"Ten days ago, I was in Chicago, participating in a panel discussion about the need to add a Right to Vote amendment to the U.S. Constitution. The event was part of the annual convention of Reverend Jesse Jackson's Rainbow Coalition/Push; among the other speakers on the panel were Howard Dean and Congressman Jesse Jackson Jr., who has introduced such an amendment into congress and has been actively promoting it for several years. The amendment now has 55 congressional co-sponsors.
This is an important issue -- since the absence of a federal right to vote (no, it isn't in the bill of rights) has many ramifications that affect the conduct of elections and the political participation (or not) of American citizens. I could go on about that (and often do), but that's not the point of this blog.
The point here is that some significant news was made at that event in Chicago on June 12: Howard Dean, chair of the DNC, endorsed the right to vote amendment sponsored by Congressman Jackson. This is not a small development: Dean is a key political figure, and nothing is more fundamental to American political institutions than the right to vote.

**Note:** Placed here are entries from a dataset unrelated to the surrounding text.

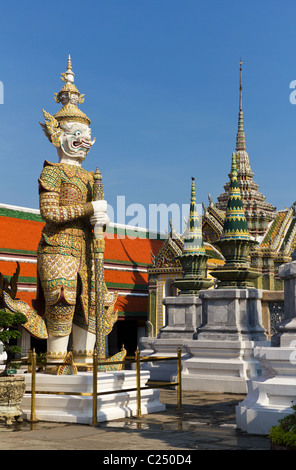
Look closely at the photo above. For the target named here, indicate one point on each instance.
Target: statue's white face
(75, 140)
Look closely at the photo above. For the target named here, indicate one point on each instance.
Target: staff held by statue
(99, 248)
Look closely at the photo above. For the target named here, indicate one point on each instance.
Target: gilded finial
(69, 66)
(240, 138)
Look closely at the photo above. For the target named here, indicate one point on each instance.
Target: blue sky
(161, 81)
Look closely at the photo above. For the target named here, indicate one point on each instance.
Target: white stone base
(270, 397)
(78, 409)
(219, 366)
(155, 347)
(212, 366)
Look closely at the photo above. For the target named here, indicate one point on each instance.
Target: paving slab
(205, 422)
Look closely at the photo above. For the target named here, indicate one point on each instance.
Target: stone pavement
(206, 422)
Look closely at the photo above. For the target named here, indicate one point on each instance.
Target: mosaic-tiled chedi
(258, 212)
(235, 242)
(275, 231)
(193, 258)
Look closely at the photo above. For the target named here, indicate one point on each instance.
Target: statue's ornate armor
(65, 253)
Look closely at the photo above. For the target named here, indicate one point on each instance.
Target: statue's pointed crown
(69, 96)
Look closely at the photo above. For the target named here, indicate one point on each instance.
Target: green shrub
(9, 333)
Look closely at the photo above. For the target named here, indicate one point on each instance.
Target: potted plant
(283, 435)
(12, 387)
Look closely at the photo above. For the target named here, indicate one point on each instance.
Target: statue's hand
(100, 217)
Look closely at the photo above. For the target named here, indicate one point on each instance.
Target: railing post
(95, 387)
(179, 359)
(33, 386)
(138, 376)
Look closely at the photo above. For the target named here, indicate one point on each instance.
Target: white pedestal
(219, 366)
(269, 397)
(78, 409)
(155, 347)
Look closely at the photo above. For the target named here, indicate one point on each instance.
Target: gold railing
(137, 359)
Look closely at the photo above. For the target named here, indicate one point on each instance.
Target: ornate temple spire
(235, 223)
(240, 137)
(193, 239)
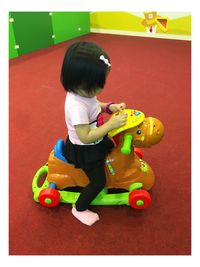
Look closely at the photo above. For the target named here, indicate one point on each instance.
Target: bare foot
(87, 217)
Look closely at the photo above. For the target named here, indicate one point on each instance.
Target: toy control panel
(134, 118)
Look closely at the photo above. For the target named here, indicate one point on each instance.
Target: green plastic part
(144, 166)
(103, 198)
(135, 186)
(126, 148)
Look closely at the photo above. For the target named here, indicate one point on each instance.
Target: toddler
(83, 76)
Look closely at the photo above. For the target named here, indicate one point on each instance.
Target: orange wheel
(49, 197)
(138, 152)
(139, 199)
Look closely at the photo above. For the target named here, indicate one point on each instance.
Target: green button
(48, 200)
(139, 202)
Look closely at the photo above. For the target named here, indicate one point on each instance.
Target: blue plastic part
(52, 185)
(58, 149)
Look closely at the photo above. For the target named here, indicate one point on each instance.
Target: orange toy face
(148, 133)
(122, 169)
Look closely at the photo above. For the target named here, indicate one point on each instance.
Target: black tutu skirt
(83, 156)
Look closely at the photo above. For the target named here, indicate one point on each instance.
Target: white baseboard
(143, 34)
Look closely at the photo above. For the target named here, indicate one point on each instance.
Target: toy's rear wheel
(138, 152)
(49, 197)
(139, 199)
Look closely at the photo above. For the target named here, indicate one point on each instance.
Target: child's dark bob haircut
(83, 69)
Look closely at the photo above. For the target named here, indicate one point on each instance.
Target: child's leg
(97, 178)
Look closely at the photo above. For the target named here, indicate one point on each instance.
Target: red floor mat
(152, 75)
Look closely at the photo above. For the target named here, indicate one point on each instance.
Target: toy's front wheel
(139, 199)
(49, 197)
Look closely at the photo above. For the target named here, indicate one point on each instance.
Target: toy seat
(58, 150)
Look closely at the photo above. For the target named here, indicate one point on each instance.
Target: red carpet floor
(152, 75)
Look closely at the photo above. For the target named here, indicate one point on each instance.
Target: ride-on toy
(124, 166)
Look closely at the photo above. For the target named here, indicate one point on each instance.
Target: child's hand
(117, 121)
(117, 107)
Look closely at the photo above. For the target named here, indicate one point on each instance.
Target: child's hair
(85, 66)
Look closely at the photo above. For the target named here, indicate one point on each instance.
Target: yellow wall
(178, 23)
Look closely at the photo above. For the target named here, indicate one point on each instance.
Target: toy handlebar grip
(126, 148)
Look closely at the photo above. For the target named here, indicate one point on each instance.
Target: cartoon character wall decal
(152, 21)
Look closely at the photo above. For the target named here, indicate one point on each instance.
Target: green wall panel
(68, 25)
(33, 30)
(12, 49)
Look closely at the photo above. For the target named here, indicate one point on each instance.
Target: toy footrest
(58, 150)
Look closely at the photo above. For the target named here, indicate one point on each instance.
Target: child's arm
(88, 135)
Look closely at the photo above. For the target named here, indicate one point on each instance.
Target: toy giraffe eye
(138, 132)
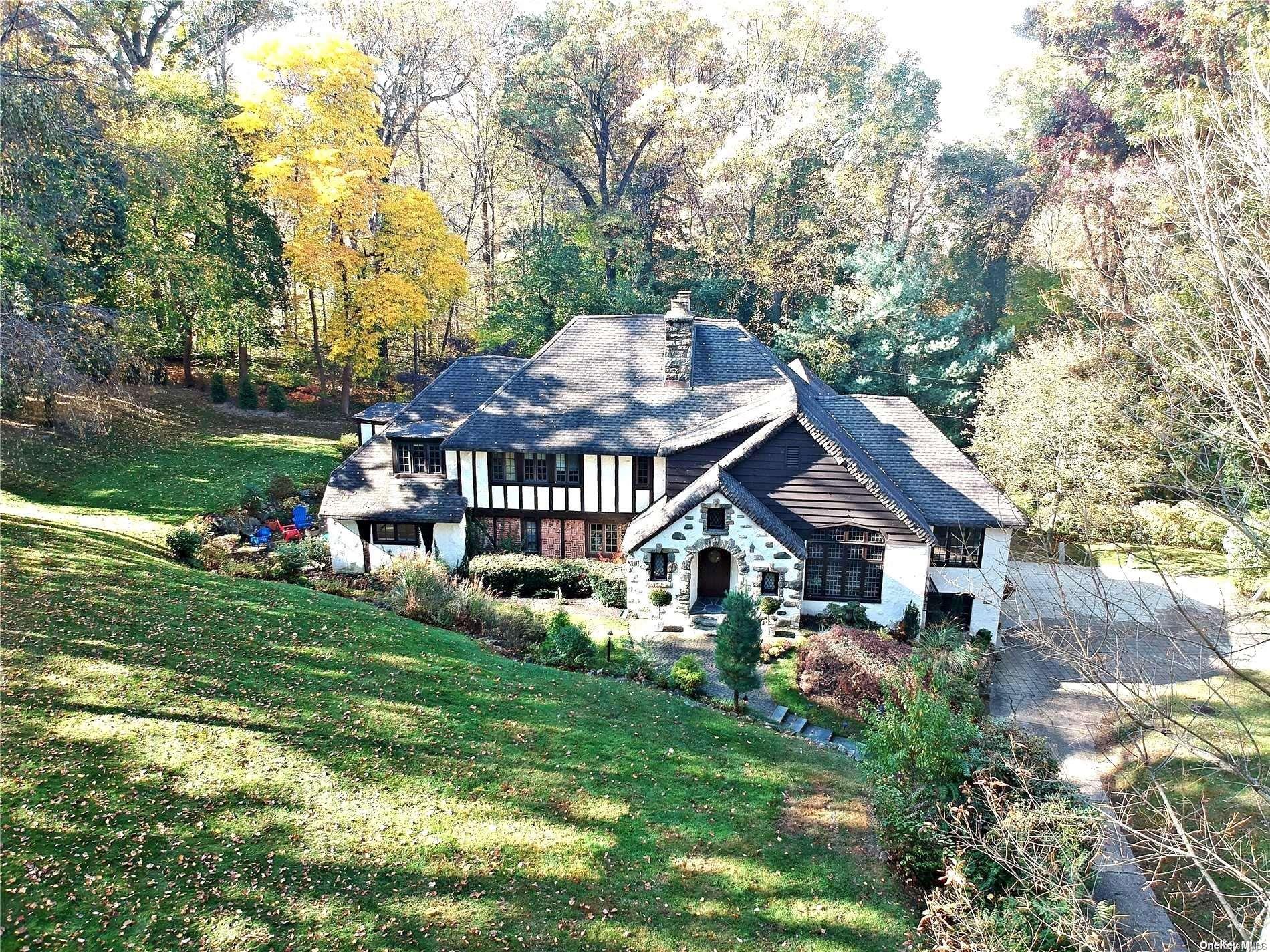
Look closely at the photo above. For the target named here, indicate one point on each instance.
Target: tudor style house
(684, 447)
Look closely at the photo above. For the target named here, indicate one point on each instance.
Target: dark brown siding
(817, 493)
(682, 469)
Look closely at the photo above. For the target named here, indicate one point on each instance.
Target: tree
(737, 645)
(595, 86)
(381, 249)
(1055, 431)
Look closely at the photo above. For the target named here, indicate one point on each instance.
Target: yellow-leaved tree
(380, 249)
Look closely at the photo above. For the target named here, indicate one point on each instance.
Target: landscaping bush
(608, 582)
(530, 574)
(347, 444)
(687, 674)
(276, 399)
(281, 486)
(567, 645)
(1184, 524)
(248, 396)
(186, 541)
(844, 669)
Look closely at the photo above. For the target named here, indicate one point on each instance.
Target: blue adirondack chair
(300, 518)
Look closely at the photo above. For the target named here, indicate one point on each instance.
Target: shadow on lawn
(313, 771)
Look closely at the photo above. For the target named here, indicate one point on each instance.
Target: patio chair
(301, 520)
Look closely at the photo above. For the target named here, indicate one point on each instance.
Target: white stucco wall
(987, 583)
(753, 551)
(346, 545)
(449, 540)
(903, 581)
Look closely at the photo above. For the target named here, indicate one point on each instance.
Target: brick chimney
(678, 342)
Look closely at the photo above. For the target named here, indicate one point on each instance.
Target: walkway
(1051, 698)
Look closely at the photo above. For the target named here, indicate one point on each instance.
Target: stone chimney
(678, 342)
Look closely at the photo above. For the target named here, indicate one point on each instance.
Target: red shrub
(844, 668)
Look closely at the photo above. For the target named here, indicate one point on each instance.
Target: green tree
(737, 645)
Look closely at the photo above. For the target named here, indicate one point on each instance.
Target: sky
(967, 46)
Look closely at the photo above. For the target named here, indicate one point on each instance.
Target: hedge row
(530, 575)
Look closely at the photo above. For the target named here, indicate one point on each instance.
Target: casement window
(536, 468)
(396, 533)
(844, 564)
(602, 538)
(643, 472)
(958, 547)
(502, 468)
(427, 457)
(531, 537)
(658, 567)
(568, 470)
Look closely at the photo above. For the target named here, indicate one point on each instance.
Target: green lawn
(197, 761)
(1240, 724)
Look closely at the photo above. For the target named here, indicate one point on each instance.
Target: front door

One might have thought, thus, that Dean's public endorsement would get some attention in the press, particularly since numerous reporters were in attendance. But at the press conference that followed the event, reporters displayed little interest in (or knowledge of) the right to vote amendment -- although they had just spent two hours in a room where it was the sole subject of discussion. A room where hundreds of people, many of them African-American, seemed to enthusiastically welcome the prospect of an amendment that would guarantee their right to vote."-from Harvard Professor Alex Keyssar's post on The Huffington Post.